This project is a tool that was developed as part of a Master's thesis in cooperation with the University Clinic of Psychoanalysis and Psychotherapy of Vienna. It is based on the Whisper automatic speech recogniton system and is embedded into a Streamlit Web App.
- Streamlit UI: The tool includes a user-friendly interface that allows you to upload multiple audio files and get a nicely formated transcript.
- Pause detection: The tool can detect pauses in the audio.
- Confidence scores: The tool can color the words according to its probability and display the average score.
- Translation to english
- Speaker detection: not available
- Whisper is used locally as well as offline (no internet connection needed)
- Nothing is being uploaded to the cloud
- Therefore safe clinical use
To use this tool, you will need to install the required dependencies and run the Streamlit app. You can do this by following these steps:
- Clone the repository: git clone https://github.com/jojojaeger/whisper-streamlit
- Install prerequisites: Python, Pip, Git, PyTorch (pip install torch torchvision torchaudio)

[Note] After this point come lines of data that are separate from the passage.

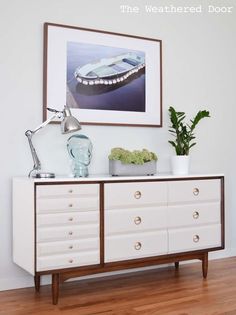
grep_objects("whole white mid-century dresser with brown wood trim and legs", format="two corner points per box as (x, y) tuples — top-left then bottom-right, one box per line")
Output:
(13, 175), (224, 304)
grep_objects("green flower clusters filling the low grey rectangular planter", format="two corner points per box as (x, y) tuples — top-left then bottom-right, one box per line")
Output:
(108, 148), (157, 165)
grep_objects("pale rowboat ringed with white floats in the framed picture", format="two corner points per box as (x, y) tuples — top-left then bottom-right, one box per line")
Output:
(74, 52), (145, 85)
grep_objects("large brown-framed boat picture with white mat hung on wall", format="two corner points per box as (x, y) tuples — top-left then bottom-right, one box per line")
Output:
(43, 23), (162, 127)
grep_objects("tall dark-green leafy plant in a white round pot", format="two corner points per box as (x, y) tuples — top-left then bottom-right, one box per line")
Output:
(169, 106), (210, 175)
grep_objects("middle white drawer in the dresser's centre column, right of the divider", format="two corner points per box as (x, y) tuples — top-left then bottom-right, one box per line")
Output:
(105, 207), (167, 235)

- Install dependencies: pip install -r requirements.txt
- Run the Streamlit app: streamlit run Transcribe.py (you can also launch it from a desktop shortcut following these instructions: https://discuss.streamlit.io/t/launching-streamlit-webapp-from-desktop-shortcut/26297)
- Upload one or multiple audio files
- Select a model (large for the best result) and set additional parameters
- Download the resulting transcript (also saved to local transcripts-folder)
- Error: Request failed with status code 403 -> run the app with "--server.enableWebsocketCompression=false"
If you have any questions or feedback about this project, please feel free to contact us by email at [email protected].
This project includes code from multiple different sources, each licensed under the MIT License:
- [Source A] (https://github.com/openai/whisper)
- [Source A] (https://github.com/pyannote/pyannote-audio)
- [Source C] (https://github.com/hayabhay/whisper-ui)
See the LICENSE file for the full text of the licenses.